Herkes şaşkınlıkla bakmış birbirine; askerlerden birinin "canlı canlı mı yoldaş" sorusuna Sovyetlerin en güçlü adamı "evet, canlı canlı" cevabını vermiş!.. İki asker, tam da Stalin'in yanında tavukların tümünün tüylerini canhıraş feryatlar arasında yolmuş... Yolunan her tavuk cıscıbıldak ve de kanlar içinde odanın en kuytu köşesine kaçıp büzülüyormuş; hepsi de aynı kuytu köşede birbirlerine sokulup ciyaklamaya başlamışlar!

Stalin hiç oralı olmadan, kurmaylarına dönüp, "bundan sonra olacakları iyi izleyin" diyerek sohbeti sürdürmüş... Bir süre sonra bulundukları kuytu köşede iyice üşüyen tavuklar, yavaş yavaş, birer ikişer sobaya yanaşmaya başlamışlar; hiçbir fena davranışla karşılanmayınca da sobanın etrafına iyice yerleşmişler...
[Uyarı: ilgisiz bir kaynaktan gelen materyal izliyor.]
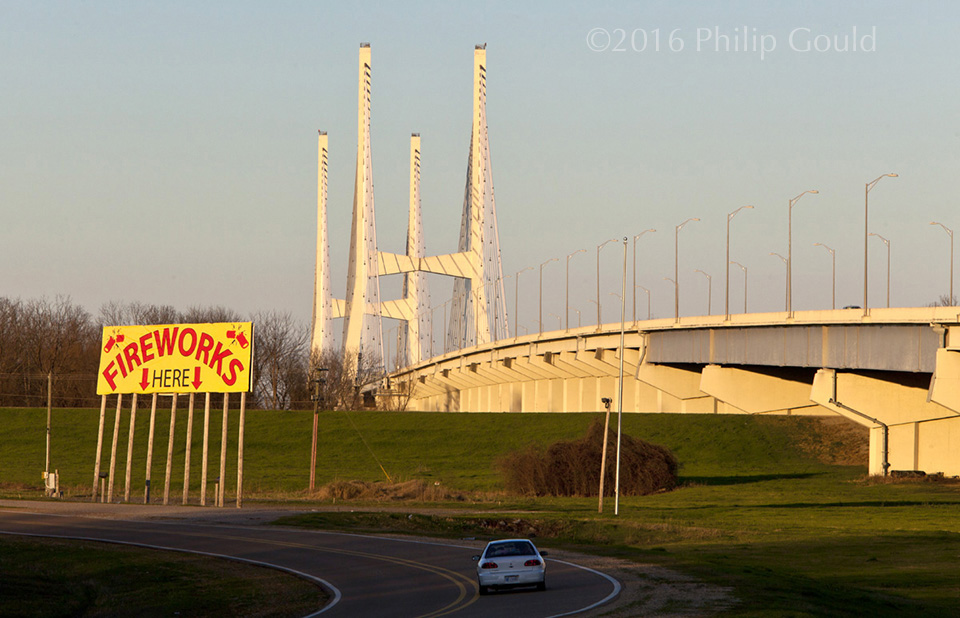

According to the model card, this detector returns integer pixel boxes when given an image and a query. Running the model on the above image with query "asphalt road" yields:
[0,503,619,617]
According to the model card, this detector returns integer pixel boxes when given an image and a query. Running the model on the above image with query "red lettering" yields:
[122,342,141,374]
[178,328,198,357]
[102,361,119,390]
[208,342,233,374]
[154,327,178,357]
[194,332,215,365]
[139,333,155,363]
[222,358,244,386]
[115,352,128,378]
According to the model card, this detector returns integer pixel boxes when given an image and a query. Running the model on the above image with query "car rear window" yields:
[485,541,536,557]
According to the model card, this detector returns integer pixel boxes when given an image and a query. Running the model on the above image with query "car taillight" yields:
[524,559,541,567]
[480,561,498,569]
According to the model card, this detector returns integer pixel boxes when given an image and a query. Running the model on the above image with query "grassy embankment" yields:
[2,407,959,616]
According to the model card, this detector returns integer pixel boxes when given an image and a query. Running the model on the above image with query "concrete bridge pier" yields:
[810,367,960,476]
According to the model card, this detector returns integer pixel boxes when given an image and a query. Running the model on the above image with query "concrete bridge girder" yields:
[930,348,960,414]
[637,362,706,400]
[700,364,825,415]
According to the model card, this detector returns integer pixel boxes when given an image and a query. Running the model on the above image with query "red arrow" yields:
[192,366,203,390]
[139,368,149,390]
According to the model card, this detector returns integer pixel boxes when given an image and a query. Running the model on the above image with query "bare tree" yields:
[251,310,309,410]
[930,294,958,307]
[309,348,385,410]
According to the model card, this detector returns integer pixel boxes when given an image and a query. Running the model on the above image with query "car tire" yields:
[536,580,546,591]
[478,583,488,596]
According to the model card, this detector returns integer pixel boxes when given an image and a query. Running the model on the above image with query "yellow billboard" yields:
[97,322,254,395]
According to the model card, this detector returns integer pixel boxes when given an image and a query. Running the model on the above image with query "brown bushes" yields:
[498,419,679,497]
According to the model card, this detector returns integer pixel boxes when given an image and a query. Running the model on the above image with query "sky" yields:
[3,1,959,340]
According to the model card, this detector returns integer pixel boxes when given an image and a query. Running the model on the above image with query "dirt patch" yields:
[795,417,868,466]
[313,479,483,502]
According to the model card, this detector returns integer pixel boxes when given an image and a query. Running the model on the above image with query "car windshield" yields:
[484,541,536,558]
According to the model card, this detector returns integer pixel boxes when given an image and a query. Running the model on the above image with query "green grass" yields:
[1,408,844,498]
[3,408,960,615]
[0,534,327,617]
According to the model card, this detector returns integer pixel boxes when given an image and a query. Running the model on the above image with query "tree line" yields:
[0,296,333,410]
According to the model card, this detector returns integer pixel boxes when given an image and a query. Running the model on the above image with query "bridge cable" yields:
[340,409,393,483]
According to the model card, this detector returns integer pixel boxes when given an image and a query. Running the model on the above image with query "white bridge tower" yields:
[311,44,508,376]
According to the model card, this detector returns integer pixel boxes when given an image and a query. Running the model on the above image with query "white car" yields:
[473,539,547,594]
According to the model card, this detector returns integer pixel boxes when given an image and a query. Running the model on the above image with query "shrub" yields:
[498,418,678,496]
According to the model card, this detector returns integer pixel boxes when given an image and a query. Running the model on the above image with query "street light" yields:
[539,257,558,335]
[788,190,817,315]
[566,249,587,331]
[596,238,618,329]
[514,266,532,340]
[664,277,677,319]
[726,206,753,319]
[571,307,582,328]
[864,173,898,313]
[586,299,600,327]
[930,222,954,305]
[637,285,652,320]
[694,269,712,316]
[730,261,747,313]
[547,312,561,330]
[813,243,836,310]
[869,233,891,308]
[770,252,788,311]
[632,229,656,323]
[674,218,699,321]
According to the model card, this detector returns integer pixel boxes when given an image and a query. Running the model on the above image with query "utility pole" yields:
[309,366,329,492]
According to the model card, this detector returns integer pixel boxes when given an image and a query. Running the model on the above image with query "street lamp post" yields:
[864,173,898,313]
[813,243,836,310]
[547,313,561,330]
[587,299,600,327]
[637,285,651,320]
[726,206,753,320]
[930,222,954,305]
[596,238,618,329]
[632,229,656,323]
[514,267,532,340]
[539,257,558,335]
[694,269,712,315]
[771,252,788,311]
[571,307,582,328]
[869,233,891,308]
[566,249,586,331]
[788,190,818,316]
[674,218,699,321]
[663,278,677,318]
[730,261,747,313]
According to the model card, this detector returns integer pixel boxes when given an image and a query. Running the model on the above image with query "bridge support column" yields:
[811,368,960,476]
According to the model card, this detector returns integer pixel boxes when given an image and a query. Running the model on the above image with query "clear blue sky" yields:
[3,1,958,332]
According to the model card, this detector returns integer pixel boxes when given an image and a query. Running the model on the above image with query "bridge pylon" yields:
[310,44,509,376]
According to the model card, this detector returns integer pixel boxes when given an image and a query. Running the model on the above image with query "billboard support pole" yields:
[183,392,195,505]
[218,393,229,507]
[92,394,107,501]
[123,393,137,502]
[201,392,211,506]
[237,391,246,508]
[107,394,123,503]
[144,393,157,503]
[163,394,177,505]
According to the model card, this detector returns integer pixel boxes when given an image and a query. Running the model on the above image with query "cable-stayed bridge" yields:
[311,44,960,478]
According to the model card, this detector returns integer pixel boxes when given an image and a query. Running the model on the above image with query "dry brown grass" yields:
[312,479,480,502]
[498,419,678,497]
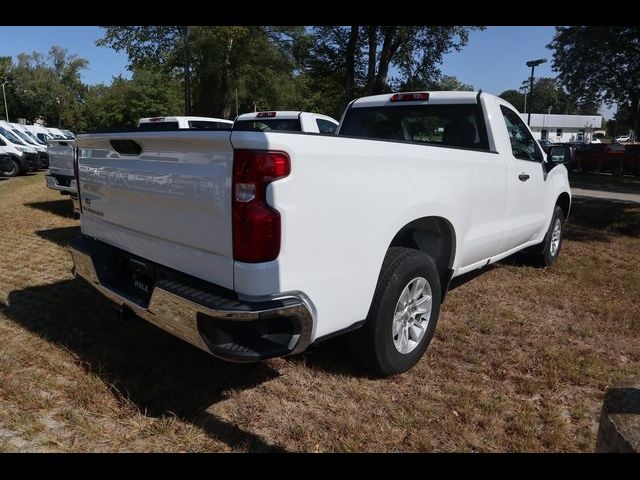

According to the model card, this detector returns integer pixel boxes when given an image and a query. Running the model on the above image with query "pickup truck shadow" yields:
[2,278,286,452]
[566,196,640,241]
[25,199,77,219]
[35,226,81,248]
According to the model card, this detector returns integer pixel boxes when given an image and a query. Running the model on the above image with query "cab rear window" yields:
[340,104,490,151]
[138,122,180,131]
[234,119,301,132]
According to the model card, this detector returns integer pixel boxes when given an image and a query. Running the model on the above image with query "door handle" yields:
[518,173,530,181]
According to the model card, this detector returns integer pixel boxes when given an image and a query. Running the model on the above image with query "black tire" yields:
[1,158,20,178]
[349,247,441,377]
[532,205,565,268]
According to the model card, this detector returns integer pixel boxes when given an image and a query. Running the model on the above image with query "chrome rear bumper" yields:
[68,236,313,362]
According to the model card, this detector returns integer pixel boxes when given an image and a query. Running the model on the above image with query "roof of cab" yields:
[138,116,233,124]
[236,111,304,121]
[351,91,483,108]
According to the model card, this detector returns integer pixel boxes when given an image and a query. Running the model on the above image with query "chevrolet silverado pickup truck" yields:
[68,91,572,376]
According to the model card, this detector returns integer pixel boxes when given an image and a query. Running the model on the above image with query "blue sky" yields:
[0,26,614,118]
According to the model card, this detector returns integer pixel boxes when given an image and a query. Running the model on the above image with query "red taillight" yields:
[390,92,429,102]
[256,112,277,118]
[232,150,290,263]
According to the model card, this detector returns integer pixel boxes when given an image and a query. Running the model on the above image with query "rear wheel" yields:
[349,247,441,377]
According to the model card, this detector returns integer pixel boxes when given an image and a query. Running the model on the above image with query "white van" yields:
[23,124,55,144]
[0,129,40,176]
[6,122,49,167]
[46,127,69,139]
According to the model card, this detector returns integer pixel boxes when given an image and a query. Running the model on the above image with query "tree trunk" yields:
[344,25,359,102]
[374,27,397,94]
[221,36,234,118]
[366,26,377,95]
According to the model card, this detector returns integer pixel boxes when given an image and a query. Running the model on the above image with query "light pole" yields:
[2,80,9,121]
[520,80,529,113]
[526,58,547,126]
[183,26,191,116]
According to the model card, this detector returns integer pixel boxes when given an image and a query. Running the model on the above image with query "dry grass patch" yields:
[1,172,639,451]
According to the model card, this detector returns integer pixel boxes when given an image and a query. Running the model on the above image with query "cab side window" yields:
[500,106,542,162]
[316,119,338,134]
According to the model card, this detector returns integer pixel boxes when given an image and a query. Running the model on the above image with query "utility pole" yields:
[183,26,191,116]
[520,81,529,114]
[526,58,547,126]
[2,80,9,121]
[235,87,238,118]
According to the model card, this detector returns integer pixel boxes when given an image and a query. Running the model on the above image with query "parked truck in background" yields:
[68,91,572,376]
[45,138,78,205]
[234,111,339,134]
[138,116,233,130]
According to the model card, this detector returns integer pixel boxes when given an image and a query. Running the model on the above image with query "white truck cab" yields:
[138,116,233,130]
[234,111,339,134]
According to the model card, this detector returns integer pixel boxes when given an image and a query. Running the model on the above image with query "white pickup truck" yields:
[234,111,339,134]
[68,91,572,376]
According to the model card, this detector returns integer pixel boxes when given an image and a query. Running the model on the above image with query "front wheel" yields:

Stalin bu kez elindeki darılardan birkaç tanesini hemen ayaklarının ucuna bırakmış... Kısa bir zaman sonra tavuklar, yine birer ikişer, en fazla yarım saat önce can havliyle kaçtıkları yere de yanaşıp darıları yemeye başlamışlar... Birkaç dakika sonra tavukların tümü, Stalin'in ayakları dibinde dolaşıp darıları gagalıyormuş!

"İşte" demiş Stalin, "yönetme sanatı budur!" Sonra da gülümseyerek devam etmiş:

- Önce aç ve çıplak bırakırsın... Sonra yemek, giyecek, barınak bulması için yardım edersin... Sonuçta yaşamlarının senin vereceklerine bağlı olduğuna inanırlar, hatta iman ederler. İşte o zaman o halkı dilediğin gibi yönetebilirsin!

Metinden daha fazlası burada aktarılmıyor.